Ce travail est le fruit d’une collaboration avec Mandana Covindassamy (maître de conférences en littérature allemande au département LILA) pour la publication de sa thèse W.G. Sebald. Cartographie d’une écriture en déplacement (PUPS, 2014). L’idée était de convertir en cartes les données géographiques du livre de W.G. Sebald, Les Anneaux de Saturne (1995), en partant du principe que comme Sebald, nous avons été éduqués par des cartes et que quand nous lisons des noms de lieu, nous nous les représentons intérieurement sur un planisphère. C’est donc afin de mieux cerner la qualité du déplacement dans cette écriture qu’il s’est révélé fructueux d’avoir recours à la cartographie.
D’un côté, il a été possible de retracer les étapes du voyage à pied du narrateur dans le Suffolk qui structure le récit.

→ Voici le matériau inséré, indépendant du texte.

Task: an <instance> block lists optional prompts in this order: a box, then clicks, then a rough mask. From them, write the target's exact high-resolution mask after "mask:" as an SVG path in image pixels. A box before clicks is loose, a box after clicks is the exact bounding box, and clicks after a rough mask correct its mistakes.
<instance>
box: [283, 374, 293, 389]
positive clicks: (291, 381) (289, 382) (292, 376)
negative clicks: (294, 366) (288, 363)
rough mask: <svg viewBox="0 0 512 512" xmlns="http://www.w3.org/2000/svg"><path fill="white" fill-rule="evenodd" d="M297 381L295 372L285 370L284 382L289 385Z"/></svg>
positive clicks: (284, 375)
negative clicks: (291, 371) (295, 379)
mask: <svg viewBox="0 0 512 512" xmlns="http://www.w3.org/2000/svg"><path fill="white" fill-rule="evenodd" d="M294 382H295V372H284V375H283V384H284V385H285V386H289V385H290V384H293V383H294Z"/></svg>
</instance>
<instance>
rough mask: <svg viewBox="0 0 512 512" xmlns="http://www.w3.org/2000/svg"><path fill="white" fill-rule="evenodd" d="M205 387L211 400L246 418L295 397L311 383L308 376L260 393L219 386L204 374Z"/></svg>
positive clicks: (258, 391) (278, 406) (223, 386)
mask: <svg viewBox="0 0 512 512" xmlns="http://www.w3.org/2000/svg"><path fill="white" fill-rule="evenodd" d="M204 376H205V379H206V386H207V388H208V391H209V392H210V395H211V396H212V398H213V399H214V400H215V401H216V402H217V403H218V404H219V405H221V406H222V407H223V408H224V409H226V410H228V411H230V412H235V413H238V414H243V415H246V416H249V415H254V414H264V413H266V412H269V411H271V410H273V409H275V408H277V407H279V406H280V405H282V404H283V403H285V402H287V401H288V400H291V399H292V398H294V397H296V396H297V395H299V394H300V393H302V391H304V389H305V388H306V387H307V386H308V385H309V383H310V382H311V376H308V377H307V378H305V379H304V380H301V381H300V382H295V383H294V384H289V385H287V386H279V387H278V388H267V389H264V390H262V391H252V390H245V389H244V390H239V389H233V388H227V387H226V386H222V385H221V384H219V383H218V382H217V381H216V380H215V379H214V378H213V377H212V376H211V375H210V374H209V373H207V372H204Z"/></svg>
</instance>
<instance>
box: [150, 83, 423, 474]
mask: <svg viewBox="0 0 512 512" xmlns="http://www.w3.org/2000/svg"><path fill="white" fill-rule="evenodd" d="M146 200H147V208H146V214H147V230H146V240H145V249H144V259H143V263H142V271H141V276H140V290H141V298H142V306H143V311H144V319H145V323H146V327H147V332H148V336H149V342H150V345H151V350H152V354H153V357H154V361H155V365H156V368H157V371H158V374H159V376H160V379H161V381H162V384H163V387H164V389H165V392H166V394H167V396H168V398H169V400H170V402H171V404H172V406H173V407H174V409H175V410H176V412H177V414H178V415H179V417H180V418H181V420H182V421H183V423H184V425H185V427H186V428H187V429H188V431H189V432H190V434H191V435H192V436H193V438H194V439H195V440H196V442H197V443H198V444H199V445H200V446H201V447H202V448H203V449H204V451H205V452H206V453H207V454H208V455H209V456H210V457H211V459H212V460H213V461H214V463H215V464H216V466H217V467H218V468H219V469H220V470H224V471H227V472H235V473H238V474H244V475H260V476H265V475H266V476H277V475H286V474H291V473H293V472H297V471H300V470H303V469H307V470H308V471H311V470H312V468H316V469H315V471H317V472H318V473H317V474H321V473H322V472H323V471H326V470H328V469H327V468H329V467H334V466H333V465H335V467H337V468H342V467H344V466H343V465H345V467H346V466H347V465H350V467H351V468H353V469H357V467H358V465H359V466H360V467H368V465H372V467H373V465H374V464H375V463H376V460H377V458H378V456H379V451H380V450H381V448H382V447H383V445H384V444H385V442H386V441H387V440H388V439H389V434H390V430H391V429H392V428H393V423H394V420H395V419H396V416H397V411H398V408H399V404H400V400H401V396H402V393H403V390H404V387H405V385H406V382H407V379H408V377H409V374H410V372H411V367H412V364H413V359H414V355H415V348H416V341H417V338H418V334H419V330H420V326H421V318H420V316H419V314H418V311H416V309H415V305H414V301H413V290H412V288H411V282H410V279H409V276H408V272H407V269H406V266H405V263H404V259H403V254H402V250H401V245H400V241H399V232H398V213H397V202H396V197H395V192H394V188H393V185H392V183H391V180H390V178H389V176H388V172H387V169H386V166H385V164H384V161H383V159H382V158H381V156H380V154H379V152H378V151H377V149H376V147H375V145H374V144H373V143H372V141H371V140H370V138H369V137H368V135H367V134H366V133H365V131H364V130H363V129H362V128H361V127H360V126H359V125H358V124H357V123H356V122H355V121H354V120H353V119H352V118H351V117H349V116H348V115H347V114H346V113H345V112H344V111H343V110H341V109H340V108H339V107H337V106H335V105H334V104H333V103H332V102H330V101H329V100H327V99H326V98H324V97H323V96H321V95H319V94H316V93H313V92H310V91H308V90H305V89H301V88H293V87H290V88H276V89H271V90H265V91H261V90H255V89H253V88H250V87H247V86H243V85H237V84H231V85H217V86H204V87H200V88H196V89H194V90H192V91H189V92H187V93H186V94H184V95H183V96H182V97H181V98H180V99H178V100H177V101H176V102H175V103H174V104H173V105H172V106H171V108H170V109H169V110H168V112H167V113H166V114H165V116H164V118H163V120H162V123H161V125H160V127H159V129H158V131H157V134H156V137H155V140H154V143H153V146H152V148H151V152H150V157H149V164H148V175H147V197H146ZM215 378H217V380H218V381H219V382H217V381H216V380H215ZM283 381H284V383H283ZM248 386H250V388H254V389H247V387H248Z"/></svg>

De l’autre, on constate qu’à partir d’un parcours strictement localisé en Angleterre, pratiquement tous les pays du monde sont évoqués, ce qui est un premier résultat inattendu.
Le second résultat tient au contraste entre la représentation cartographique et le sentiment de désorientation qui gagne le lecteur des Anneaux de Saturne. La carte fait le point, pas la ligne : elle ne montre pas les transitions. En s’appuyant sur ce contraste, nous pouvons mieux cerner cet art des transitions métaphoriques et métonymiques que Sebald prolonge jusque dans le rythme singulier de ses phrases, dans leurs torsions et distorsions. S’il n’est pas utilisé pour réduire le texte à une évocation référentielle, l’outil cartographique peut constituer un instrument précieux pour cerner au plus près la matière de l’écriture.